Many of the international collaborative projects with leading international institutions focus on finding frugal solutions to social problems and nation-building. Supporting India’s bold and significant step of the biometrics based unique identification, called Aadhaar, DEI has partnered with this project, since nearly the inception. While biometrics is considered a stable technology now, the age at which biometric traits begin to persist was largely unknown. This is of vital importance because in the lack of this knowledge, biometric registration of children in Aadhaar was designed to start at five years of age. A recent report of the UNICEF states that ten million out of the twenty million annual childbirths in India are unregistered. Lack of proper documentation leads to several troubles including child trafficking, child labor, denial of formal job, bank account, driving license, passport, etc. On the contrary, use of technology for identification of infants and toddlers holds significant social benefits, such as tracking vaccinations and preventing pilferage of funds meant for the purpose. Automated identification can also be used to associate the child’s identity with their parents’. This helps streamline disbursal of benefits for young children, identification of missing children and to prevent swapping of babies in hospitals. DEI and its’ affiliated Saran Ashram Hospital have partnered with the Biometrics Research Group at Michigan State University and are developing algorithms and frugal sensors appropriate for infants, being tested through a longitudinal study starting with a few-hour-olds born in the maternity ward of the hospital, with a fairly high accuracy. This collaborative innovation is now helping drive the national policy regarding the age at which biometric enrolment of infants and toddlers may be initiated. Another project with Michigan State University focuses on the development of frugal diagnostic devices to help with early detection and prevention of diseases.


The benefits of international collaborations at DEI are not limited merely to University students on the main campus but also extend to school students in the DEI system and to students in the rural and tribal areas served by the Institute. Another social issue in developing economies is to advance a scientific temperament in societies that are marred with superstition. To many, science is in boring textbooks with some experiments in not so well – equipped school labs – that too generally restricted to the elite. This mindset coupled lack of funds for state-of-the-art laboratories that could have provided an immersive engagement in the scientific process keeps a significant talent away from the STEM fields. The Prakash Lab at Stanford University is a pioneering innovator in frugal science, bringing science to every child’s doorstep at an almost zero cost – through what is now commonly known as Jugaad innovation. Some of the innovations from the lab, the most widely known being a paper origami microscope (foldscope) are being used by DEI school students not only in Dayalbagh, Agra but also in the deep rural area of Murar in Bihar and the tribal hinterlands of Rajaborari in Madhya Pradesh, along with frequent interaction with Stanford University students and faculty. Children at these schools, being able to practice science with their own scientific instrumentation become more sensitive to issues such as hygiene and sanitation and the use of scientific method in agriculture and dairying. The young students also serve as ambassadors of science in their families and communities. This collaboration with Stanford University is now being extensively funded by the Department of Biotechnology.

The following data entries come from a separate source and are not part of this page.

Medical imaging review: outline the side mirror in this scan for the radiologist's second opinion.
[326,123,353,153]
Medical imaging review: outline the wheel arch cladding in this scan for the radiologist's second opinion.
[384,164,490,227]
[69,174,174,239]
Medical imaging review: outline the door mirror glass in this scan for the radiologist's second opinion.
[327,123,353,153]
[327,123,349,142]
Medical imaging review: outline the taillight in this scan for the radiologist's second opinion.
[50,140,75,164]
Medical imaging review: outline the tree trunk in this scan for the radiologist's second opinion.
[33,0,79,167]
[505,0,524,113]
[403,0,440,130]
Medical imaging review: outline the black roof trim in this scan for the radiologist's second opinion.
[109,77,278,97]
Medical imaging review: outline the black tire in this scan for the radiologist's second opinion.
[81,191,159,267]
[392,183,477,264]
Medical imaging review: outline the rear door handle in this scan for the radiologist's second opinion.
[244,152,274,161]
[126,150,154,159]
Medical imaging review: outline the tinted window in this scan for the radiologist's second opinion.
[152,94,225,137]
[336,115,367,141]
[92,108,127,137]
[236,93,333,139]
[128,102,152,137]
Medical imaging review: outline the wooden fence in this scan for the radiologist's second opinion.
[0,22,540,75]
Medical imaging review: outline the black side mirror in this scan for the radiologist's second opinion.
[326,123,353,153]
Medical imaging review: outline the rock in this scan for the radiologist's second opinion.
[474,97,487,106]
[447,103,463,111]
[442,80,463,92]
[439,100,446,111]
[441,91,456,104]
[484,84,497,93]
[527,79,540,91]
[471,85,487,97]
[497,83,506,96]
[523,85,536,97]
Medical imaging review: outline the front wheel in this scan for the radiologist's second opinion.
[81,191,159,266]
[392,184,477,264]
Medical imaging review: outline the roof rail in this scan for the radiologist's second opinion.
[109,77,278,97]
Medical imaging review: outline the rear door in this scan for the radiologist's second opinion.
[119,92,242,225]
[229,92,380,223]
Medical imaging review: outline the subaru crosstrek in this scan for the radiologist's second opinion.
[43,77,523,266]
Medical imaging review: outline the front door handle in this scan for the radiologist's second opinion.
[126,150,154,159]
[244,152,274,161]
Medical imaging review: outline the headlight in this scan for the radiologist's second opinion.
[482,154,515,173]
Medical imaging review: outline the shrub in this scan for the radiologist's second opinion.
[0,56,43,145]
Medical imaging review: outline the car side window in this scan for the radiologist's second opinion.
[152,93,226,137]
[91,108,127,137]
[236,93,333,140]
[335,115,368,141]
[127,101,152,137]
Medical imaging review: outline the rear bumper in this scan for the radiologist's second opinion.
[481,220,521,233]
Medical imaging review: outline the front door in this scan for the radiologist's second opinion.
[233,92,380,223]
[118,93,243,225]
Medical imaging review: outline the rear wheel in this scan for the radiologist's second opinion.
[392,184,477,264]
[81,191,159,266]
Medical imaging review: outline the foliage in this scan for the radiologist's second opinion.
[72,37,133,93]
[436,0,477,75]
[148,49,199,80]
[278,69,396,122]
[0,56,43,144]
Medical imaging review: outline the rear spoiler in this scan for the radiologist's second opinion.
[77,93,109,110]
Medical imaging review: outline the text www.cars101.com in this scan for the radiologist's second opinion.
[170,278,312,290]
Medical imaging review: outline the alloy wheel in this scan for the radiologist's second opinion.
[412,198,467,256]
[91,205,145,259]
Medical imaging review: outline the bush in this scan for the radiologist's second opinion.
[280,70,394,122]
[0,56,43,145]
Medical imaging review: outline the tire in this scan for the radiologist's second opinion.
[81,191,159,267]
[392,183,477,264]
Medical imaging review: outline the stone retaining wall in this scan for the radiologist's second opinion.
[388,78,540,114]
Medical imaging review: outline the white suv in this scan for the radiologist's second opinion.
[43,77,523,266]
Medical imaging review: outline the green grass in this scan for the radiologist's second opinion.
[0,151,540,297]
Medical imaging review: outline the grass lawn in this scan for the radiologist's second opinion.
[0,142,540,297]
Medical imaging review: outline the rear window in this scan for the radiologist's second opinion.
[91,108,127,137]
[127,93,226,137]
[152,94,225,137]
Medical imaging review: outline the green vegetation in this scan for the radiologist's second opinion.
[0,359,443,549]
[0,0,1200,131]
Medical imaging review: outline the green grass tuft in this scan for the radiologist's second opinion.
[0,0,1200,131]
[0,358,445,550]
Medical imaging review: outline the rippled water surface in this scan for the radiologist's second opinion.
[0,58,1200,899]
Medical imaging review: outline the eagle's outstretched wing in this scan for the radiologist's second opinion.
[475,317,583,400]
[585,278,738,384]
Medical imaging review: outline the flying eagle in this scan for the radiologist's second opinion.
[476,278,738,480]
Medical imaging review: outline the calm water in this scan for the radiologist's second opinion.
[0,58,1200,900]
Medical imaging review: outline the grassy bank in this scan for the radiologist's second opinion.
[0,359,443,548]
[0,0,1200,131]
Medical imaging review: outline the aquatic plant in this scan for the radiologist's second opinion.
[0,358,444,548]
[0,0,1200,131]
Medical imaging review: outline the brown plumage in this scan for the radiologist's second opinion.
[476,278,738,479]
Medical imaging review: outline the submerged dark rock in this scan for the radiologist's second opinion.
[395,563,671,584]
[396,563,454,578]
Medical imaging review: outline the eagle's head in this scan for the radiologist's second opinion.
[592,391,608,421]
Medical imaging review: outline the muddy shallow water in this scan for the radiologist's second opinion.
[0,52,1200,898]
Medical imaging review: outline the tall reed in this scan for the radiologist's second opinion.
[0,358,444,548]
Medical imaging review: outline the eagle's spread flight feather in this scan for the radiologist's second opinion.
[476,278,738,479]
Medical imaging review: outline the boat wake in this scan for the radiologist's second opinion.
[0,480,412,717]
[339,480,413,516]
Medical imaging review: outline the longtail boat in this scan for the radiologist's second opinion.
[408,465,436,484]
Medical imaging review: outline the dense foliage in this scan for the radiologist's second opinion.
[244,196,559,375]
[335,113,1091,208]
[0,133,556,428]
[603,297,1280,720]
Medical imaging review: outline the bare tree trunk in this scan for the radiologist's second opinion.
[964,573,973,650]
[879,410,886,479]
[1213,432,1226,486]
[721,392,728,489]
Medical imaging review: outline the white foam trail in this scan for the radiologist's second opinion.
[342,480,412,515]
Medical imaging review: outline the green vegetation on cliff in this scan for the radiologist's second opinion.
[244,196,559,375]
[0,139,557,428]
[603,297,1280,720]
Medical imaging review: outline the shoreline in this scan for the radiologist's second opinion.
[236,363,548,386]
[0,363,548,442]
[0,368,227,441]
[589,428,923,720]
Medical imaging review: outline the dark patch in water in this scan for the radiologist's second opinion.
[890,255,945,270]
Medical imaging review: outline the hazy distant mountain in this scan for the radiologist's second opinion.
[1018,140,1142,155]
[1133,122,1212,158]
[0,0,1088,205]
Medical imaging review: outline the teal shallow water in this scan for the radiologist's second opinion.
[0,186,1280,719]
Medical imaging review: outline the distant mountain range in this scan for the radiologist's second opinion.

Environmental consciousness and an extremely low carbon footprint are some of the key values in the core curriculum at DEI, which has partnered with Arizona State University through the Indo-US project under the 21st Century Knowledge Initiatives Scheme. The project aims at developing novel approaches for efficient splitting of water using solar energy for the production of hydrogen as a sustainable as well as a clean source of energy.


DEI has also been the co-organizer for a meaningful scientific dialogue on integrating eastern and western perspectives of consciousness through East-West Forums organized at the Science of Consciousness conferences organized globally from 2012 to 2019. The consciousness programme at DEI has since expanded and matured to merit a global conference of its own and the first version of this new conference series is scheduled to be organized collaboratively with the University of Waterloo at their campus in September 2019.


The strong technology infrastructure at DEI is also utilized for interactive teaching-learning through multi-way videoconferencing. Students at DEI and its international partners regularly participate in collaborative courses where they not only study together in an extended classroom setting but also work on joint projects. One such recent example is with Seneca College of Applied Arts and Technology, a multiple-campus public college located in the Greater Toronto Area of Ontario, Canada and one of the largest vocational education providers in the province. An MoU between DEI and Seneca College was signed in February 2018 and during the session 2018-19 joint courses through videoconferencing and online collaborative learning tools were offered to students at Seneca College, DEI main campus and in the forest tribal area of Rajaborari. Students worked in inter-continental teams for their projects and a student from the Rajaborari tribal campus and the course mentor have been invited to visit Seneca College, Canada.


Students at DEI frequently participate in co-op training, research internships and reciprocity-based exchange programs with our global partners. Some recent two-way exchange programs have been with Kiel University, Germany, the University of Hong Kong, Hong Kong and the University of Sydney, Australia. The solid foundational bedrock with values and qualities woven in every fibre of the DEI fabric attracts international faculty members to undertake honorary joint appointments and to visit regularly to teach from short modules to semester-long courses.